140 µm: Extraoral scanning (of stone cast) using desktop scanner³

*The passivity of fit of the frameworks was tested with the 1-screw test, the terminal screw of the framework assembly was tightened on the multiunit abutment (MUA), and the vertical marginal gap (µm) was measured at the other 3 framework-to-abutment interfaces by using a digital microscope at ×40 magnification.

Among edentulous full arch cases, a digital intraoral scanner along with an auxiliary aid addresses the problem of a lack of anatomic landmarks, thus giving the scanner more spaces with curvature radius changes for its best fit.

Example of milled-titanium framework misfits. Scale and gap is not representative of Shawky et al. study results using PMMA.

What does this mean for prosthetics produced with Nexus Connect Lab?

Nexus Scan Gauges use a variety of design and placement strategies to mitigate the problems with scanning edentulous aches using IOS. In conjunction with the unique scan gauge libraries and scan verification software.
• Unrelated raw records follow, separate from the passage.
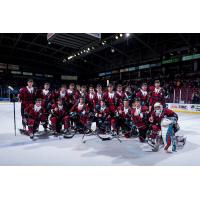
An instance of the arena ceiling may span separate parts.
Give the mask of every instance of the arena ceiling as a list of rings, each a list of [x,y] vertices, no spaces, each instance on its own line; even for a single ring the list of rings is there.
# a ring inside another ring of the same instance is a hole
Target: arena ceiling
[[[29,71],[90,75],[199,51],[200,34],[1,33],[0,62]]]

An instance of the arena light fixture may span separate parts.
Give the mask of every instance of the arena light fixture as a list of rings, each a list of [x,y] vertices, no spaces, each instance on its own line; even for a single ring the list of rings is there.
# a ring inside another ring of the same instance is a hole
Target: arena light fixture
[[[73,56],[69,56],[67,59],[68,60],[71,60],[73,58]],[[64,59],[64,60],[66,60],[66,59]]]
[[[115,53],[115,49],[114,49],[114,48],[112,48],[112,49],[111,49],[111,52],[112,52],[112,53]]]

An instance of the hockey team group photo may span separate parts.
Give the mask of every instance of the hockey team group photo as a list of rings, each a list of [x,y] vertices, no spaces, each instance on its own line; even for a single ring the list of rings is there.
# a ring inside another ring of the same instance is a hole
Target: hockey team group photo
[[[0,35],[0,165],[200,165],[199,34]]]

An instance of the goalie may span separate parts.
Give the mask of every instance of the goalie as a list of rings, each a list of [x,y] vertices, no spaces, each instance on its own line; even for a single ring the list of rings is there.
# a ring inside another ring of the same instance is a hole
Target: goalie
[[[180,128],[178,115],[174,111],[163,108],[162,104],[157,102],[154,104],[149,121],[151,123],[149,139],[156,150],[159,149],[160,144],[164,144],[166,152],[174,152],[177,146],[185,144],[186,138],[176,134]]]

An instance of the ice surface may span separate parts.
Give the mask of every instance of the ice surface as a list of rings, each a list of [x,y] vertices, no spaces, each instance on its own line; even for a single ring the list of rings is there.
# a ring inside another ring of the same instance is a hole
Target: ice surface
[[[21,128],[16,104],[17,130]],[[183,149],[173,154],[145,152],[137,139],[102,142],[95,136],[73,139],[39,139],[14,135],[13,104],[0,104],[0,165],[200,165],[200,115],[179,114],[180,134],[187,136]],[[42,128],[41,128],[42,129]]]

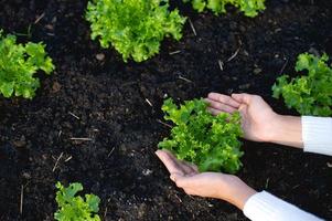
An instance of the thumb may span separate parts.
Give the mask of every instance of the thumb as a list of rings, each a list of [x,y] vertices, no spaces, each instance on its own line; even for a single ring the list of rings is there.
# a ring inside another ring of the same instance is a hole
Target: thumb
[[[192,183],[192,177],[186,177],[181,173],[172,173],[170,178],[180,188],[189,187]]]
[[[246,93],[232,94],[232,98],[234,98],[238,103],[249,104],[251,101],[251,97],[253,97],[253,95],[246,94]]]

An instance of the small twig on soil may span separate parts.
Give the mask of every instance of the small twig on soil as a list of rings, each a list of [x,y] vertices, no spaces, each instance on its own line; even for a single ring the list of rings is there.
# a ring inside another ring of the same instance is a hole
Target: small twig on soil
[[[111,155],[111,152],[115,150],[116,147],[113,147],[111,150],[108,152],[107,157]]]
[[[69,156],[67,159],[65,159],[65,162],[69,161],[73,157]]]
[[[267,189],[269,187],[269,181],[270,181],[270,178],[267,178],[266,182],[265,182],[265,189]]]
[[[235,53],[227,60],[227,62],[231,62],[232,60],[234,60],[234,59],[237,56],[239,50],[240,50],[240,46],[239,46],[239,48],[235,51]]]
[[[151,107],[153,107],[152,103],[151,103],[148,98],[146,98],[146,102],[147,102]]]
[[[183,81],[185,81],[185,82],[188,82],[188,83],[193,83],[193,81],[191,81],[191,80],[189,80],[189,78],[185,78],[185,77],[183,77],[183,76],[181,76],[181,75],[179,75],[179,80],[183,80]]]
[[[21,185],[20,214],[23,213],[23,198],[24,198],[24,187],[23,185]]]
[[[174,52],[170,52],[169,54],[170,54],[170,55],[173,55],[173,54],[179,54],[179,53],[181,53],[180,50],[179,50],[179,51],[174,51]]]
[[[224,71],[224,62],[222,62],[221,60],[218,60],[218,65],[219,65],[221,70]]]
[[[171,125],[169,125],[169,124],[167,124],[167,123],[164,123],[164,122],[161,122],[160,119],[157,119],[157,122],[160,123],[160,124],[162,124],[163,126],[167,126],[167,127],[172,128]]]
[[[88,137],[72,137],[71,140],[93,141],[93,139]]]
[[[124,87],[124,86],[131,86],[133,84],[138,84],[138,82],[127,82],[125,84],[121,84],[121,87]]]
[[[286,62],[285,62],[285,64],[282,65],[280,72],[279,72],[279,75],[282,74],[282,72],[285,71],[287,64],[288,64],[288,59],[286,59]]]
[[[45,12],[43,12],[39,18],[36,18],[36,20],[34,21],[34,24],[40,22],[44,17],[45,17]]]
[[[106,215],[107,215],[107,207],[106,207],[105,212],[104,212],[104,219],[106,218]]]
[[[55,165],[54,165],[54,167],[52,169],[53,172],[55,171],[55,169],[57,167],[57,164],[58,164],[60,159],[62,158],[62,156],[63,156],[63,152],[61,152],[60,156],[58,156],[58,158],[56,159]]]
[[[81,119],[77,115],[75,115],[75,114],[72,113],[72,112],[68,112],[68,114],[72,115],[73,117],[75,117],[75,118],[78,119],[78,120]]]
[[[190,28],[193,30],[194,35],[196,36],[196,35],[197,35],[197,32],[196,32],[196,29],[195,29],[193,22],[191,21],[190,18],[188,19],[188,21],[189,21]]]

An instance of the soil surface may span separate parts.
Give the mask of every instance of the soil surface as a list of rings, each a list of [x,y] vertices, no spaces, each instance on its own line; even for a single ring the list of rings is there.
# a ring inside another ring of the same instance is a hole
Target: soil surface
[[[56,65],[52,76],[41,74],[33,101],[0,97],[0,220],[53,220],[56,181],[79,181],[99,196],[103,220],[246,220],[235,207],[189,197],[169,180],[154,156],[169,134],[158,122],[160,106],[165,96],[249,92],[296,114],[270,88],[281,73],[296,74],[299,53],[332,55],[332,2],[267,0],[255,19],[233,8],[199,14],[173,2],[196,35],[186,22],[181,41],[165,40],[140,64],[89,39],[86,4],[0,0],[0,28],[20,42],[43,41]],[[245,140],[243,148],[244,181],[332,220],[331,157]]]

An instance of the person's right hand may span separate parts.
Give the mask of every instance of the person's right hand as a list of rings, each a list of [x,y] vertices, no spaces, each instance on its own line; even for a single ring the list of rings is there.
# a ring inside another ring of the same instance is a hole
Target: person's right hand
[[[253,141],[271,141],[279,115],[258,95],[232,94],[232,96],[210,93],[206,102],[213,115],[222,112],[233,114],[238,110],[242,115],[244,138]]]

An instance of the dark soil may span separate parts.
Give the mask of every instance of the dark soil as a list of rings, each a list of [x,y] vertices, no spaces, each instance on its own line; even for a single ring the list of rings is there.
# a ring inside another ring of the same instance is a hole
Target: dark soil
[[[33,101],[0,98],[0,220],[53,220],[57,180],[98,194],[105,220],[246,220],[228,203],[185,196],[169,180],[154,156],[169,133],[158,123],[163,97],[249,92],[294,114],[271,98],[271,85],[282,71],[294,74],[299,53],[332,55],[332,2],[267,0],[255,19],[232,8],[221,17],[197,14],[178,2],[197,35],[186,23],[180,42],[165,40],[159,55],[140,64],[89,39],[86,3],[0,0],[0,27],[21,42],[45,42],[56,64]],[[249,186],[332,219],[331,158],[248,141],[244,150],[238,176]]]

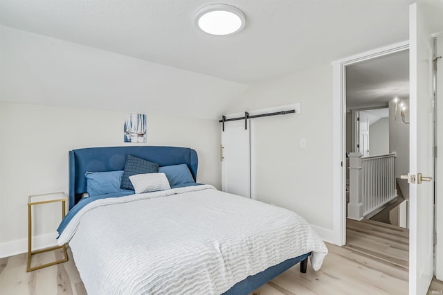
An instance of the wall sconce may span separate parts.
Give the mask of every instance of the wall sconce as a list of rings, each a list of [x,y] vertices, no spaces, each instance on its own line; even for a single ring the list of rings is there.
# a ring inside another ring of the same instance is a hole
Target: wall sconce
[[[405,124],[409,124],[409,122],[407,122],[405,120],[405,113],[406,113],[406,107],[404,105],[403,102],[400,102],[400,116],[401,116],[401,121],[397,121],[397,104],[399,101],[399,99],[397,98],[394,98],[394,118],[395,120],[395,122],[397,123],[401,123],[403,122]]]

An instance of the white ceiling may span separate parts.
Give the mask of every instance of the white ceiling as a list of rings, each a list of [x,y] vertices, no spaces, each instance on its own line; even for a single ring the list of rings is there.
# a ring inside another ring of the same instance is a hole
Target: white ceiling
[[[251,84],[407,40],[413,1],[224,2],[246,15],[240,33],[211,36],[195,28],[196,11],[214,3],[208,0],[1,0],[0,22]]]
[[[443,29],[443,0],[418,1]],[[406,41],[413,1],[226,0],[246,25],[213,36],[194,24],[213,1],[0,0],[0,100],[218,118],[248,87]],[[359,91],[394,79],[358,66]]]
[[[347,109],[388,105],[395,97],[409,99],[409,51],[346,67]]]

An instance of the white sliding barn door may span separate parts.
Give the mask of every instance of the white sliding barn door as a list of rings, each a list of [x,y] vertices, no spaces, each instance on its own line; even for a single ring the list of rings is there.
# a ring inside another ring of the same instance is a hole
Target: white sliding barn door
[[[432,181],[419,184],[419,173],[434,177],[433,41],[431,17],[425,12],[424,3],[409,7],[409,172],[415,175],[409,184],[409,294],[417,295],[426,294],[433,272],[434,184]]]
[[[443,56],[443,33],[437,36],[437,56]],[[437,67],[440,70],[440,75],[437,75],[437,147],[443,151],[443,58],[437,60]],[[443,155],[437,153],[437,175],[436,181],[436,200],[435,206],[435,232],[438,240],[435,245],[435,277],[443,280]]]
[[[251,197],[251,128],[248,127],[244,129],[244,120],[224,123],[222,185],[224,192]]]

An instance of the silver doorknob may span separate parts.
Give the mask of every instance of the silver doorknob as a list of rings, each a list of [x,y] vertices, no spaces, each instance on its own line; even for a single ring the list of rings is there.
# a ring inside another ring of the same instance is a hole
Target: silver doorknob
[[[422,173],[417,174],[417,184],[420,184],[422,181],[432,181],[432,177],[422,176]]]
[[[408,181],[408,184],[415,184],[415,175],[408,173],[404,175],[400,175],[401,179],[406,179]]]

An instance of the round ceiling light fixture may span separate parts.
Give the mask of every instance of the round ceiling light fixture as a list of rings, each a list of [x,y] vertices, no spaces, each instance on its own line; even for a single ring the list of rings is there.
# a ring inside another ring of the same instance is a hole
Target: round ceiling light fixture
[[[211,4],[199,9],[195,25],[210,35],[230,35],[242,30],[246,17],[242,10],[227,4]]]

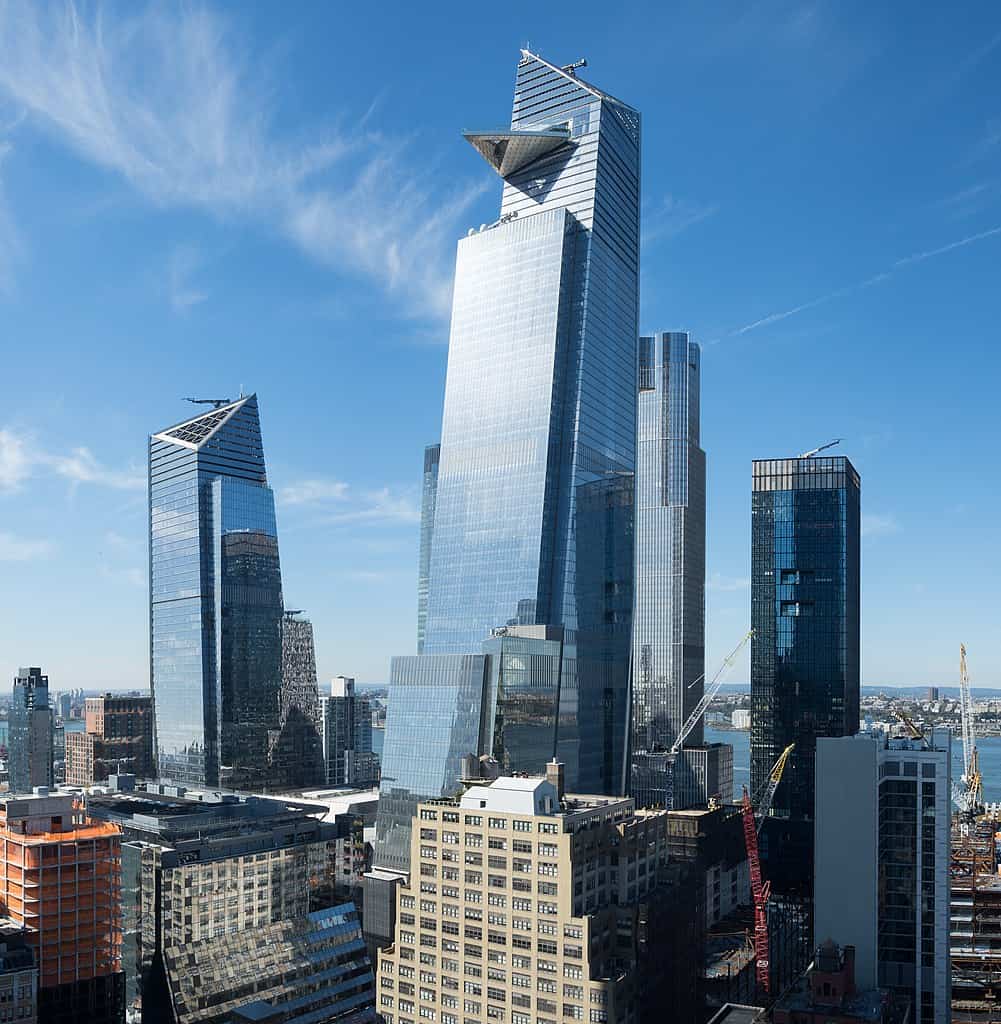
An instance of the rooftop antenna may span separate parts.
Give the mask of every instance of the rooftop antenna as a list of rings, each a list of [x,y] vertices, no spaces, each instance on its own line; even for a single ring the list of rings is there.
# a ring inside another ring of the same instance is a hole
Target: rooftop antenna
[[[185,398],[185,401],[189,401],[192,406],[212,406],[215,409],[221,409],[223,406],[228,406],[232,398]]]
[[[841,438],[840,437],[835,437],[834,440],[828,441],[826,444],[821,444],[820,447],[815,447],[815,449],[811,449],[809,452],[803,452],[803,454],[801,456],[799,456],[799,458],[800,459],[813,459],[813,457],[815,455],[818,455],[819,453],[824,452],[825,450],[827,450],[829,447],[834,447],[835,444],[840,444],[840,443],[841,443]]]

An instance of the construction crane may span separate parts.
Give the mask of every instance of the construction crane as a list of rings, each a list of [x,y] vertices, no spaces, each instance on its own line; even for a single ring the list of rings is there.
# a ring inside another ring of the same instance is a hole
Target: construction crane
[[[966,672],[966,646],[959,645],[959,714],[963,733],[963,784],[966,799],[962,809],[975,814],[984,806],[984,780],[981,776],[980,755],[976,751],[976,730],[973,727],[973,698]]]
[[[924,733],[911,721],[910,716],[902,712],[899,708],[894,710],[894,714],[900,719],[907,734],[911,739],[924,740]],[[952,802],[961,810],[965,811],[969,803],[969,795],[955,779],[952,780]]]
[[[222,409],[232,402],[232,398],[185,398],[192,406],[212,406],[213,409]]]
[[[761,821],[772,810],[772,801],[775,799],[775,791],[782,781],[782,772],[785,770],[786,762],[792,753],[794,744],[787,746],[780,755],[778,761],[772,766],[769,772],[768,784],[765,787],[765,796],[758,804],[758,814]],[[766,995],[772,991],[772,953],[769,948],[768,935],[768,901],[772,895],[772,883],[766,882],[761,878],[761,858],[757,850],[758,824],[754,819],[754,808],[751,805],[747,786],[744,786],[744,797],[741,801],[741,814],[744,823],[744,846],[747,849],[747,866],[750,873],[751,896],[754,900],[754,976],[757,984]]]
[[[775,791],[779,787],[779,782],[782,781],[782,772],[785,771],[785,763],[789,760],[789,755],[792,753],[795,743],[789,743],[789,745],[779,755],[779,760],[772,765],[772,770],[768,775],[768,784],[765,786],[765,795],[757,803],[757,810],[755,814],[757,815],[757,834],[761,833],[761,825],[765,824],[765,819],[772,812],[772,802],[775,800]]]
[[[705,688],[705,692],[702,694],[702,699],[695,706],[695,709],[692,711],[692,714],[688,716],[688,718],[685,720],[685,724],[679,730],[678,736],[674,739],[674,743],[669,751],[671,757],[674,757],[678,754],[678,752],[684,745],[685,740],[688,739],[692,729],[694,729],[695,726],[698,725],[699,719],[702,718],[702,716],[706,712],[706,709],[709,707],[710,703],[712,703],[713,699],[715,698],[715,695],[720,692],[720,687],[723,686],[724,682],[724,674],[729,668],[731,668],[734,662],[737,660],[737,655],[744,649],[745,645],[753,636],[754,636],[754,631],[748,630],[744,634],[740,643],[737,644],[737,646],[734,647],[734,649],[723,659],[723,665],[720,666],[719,670],[716,671],[716,674],[712,677],[712,681]],[[698,682],[698,680],[696,680],[695,682]]]
[[[820,447],[811,449],[809,452],[803,452],[800,459],[813,459],[815,455],[819,455],[821,452],[825,452],[829,447],[834,447],[835,444],[840,444],[841,438],[835,437],[834,440],[828,441],[826,444],[821,444]]]
[[[740,654],[740,652],[744,649],[744,646],[753,636],[754,636],[754,631],[749,630],[746,634],[744,634],[740,643],[737,644],[737,646],[734,647],[734,649],[724,658],[723,665],[720,666],[719,670],[716,671],[716,674],[712,677],[712,681],[705,688],[705,692],[702,694],[701,699],[695,706],[692,713],[685,720],[685,724],[681,727],[681,729],[678,730],[678,735],[674,737],[674,742],[671,745],[670,750],[664,750],[663,746],[657,745],[650,751],[646,750],[634,751],[634,755],[636,756],[644,756],[644,757],[649,756],[656,762],[656,768],[654,770],[657,771],[658,773],[662,772],[666,775],[666,779],[662,783],[664,787],[663,806],[667,807],[668,809],[673,809],[673,807],[676,806],[674,765],[676,762],[678,761],[678,755],[682,752],[682,748],[685,744],[685,740],[689,737],[695,726],[698,725],[700,719],[705,714],[706,709],[709,707],[710,703],[712,703],[713,698],[720,692],[720,687],[723,686],[724,676],[727,670],[734,664],[734,662],[737,660],[737,656]],[[704,678],[705,676],[703,673],[703,675],[699,676],[697,679],[689,683],[689,689],[691,689],[693,686],[696,685],[696,683],[700,682]],[[634,774],[634,780],[636,781],[638,779],[638,768],[635,760],[633,764],[633,774]],[[638,784],[642,785],[642,783]]]

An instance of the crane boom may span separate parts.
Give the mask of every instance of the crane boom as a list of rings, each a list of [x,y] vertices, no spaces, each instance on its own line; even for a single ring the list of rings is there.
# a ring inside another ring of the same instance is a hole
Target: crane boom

These techniques allow the Nexus Scan Gauge system to overcome accuracy and repeatability issues found when using conventional IOS technology or physical impressions. Providing an accurate base point to begin designing a digital full-arch prosthesis.

Utilizing exported abutment data from Nexus Connect is likely to be highly accurate, even when measuring against some of the strictest definitions of clinical acceptability. This is one of the reasons that Nexus Scan Gauge technology has become the pre-eminent full-arch solution in the Australian and United States markets.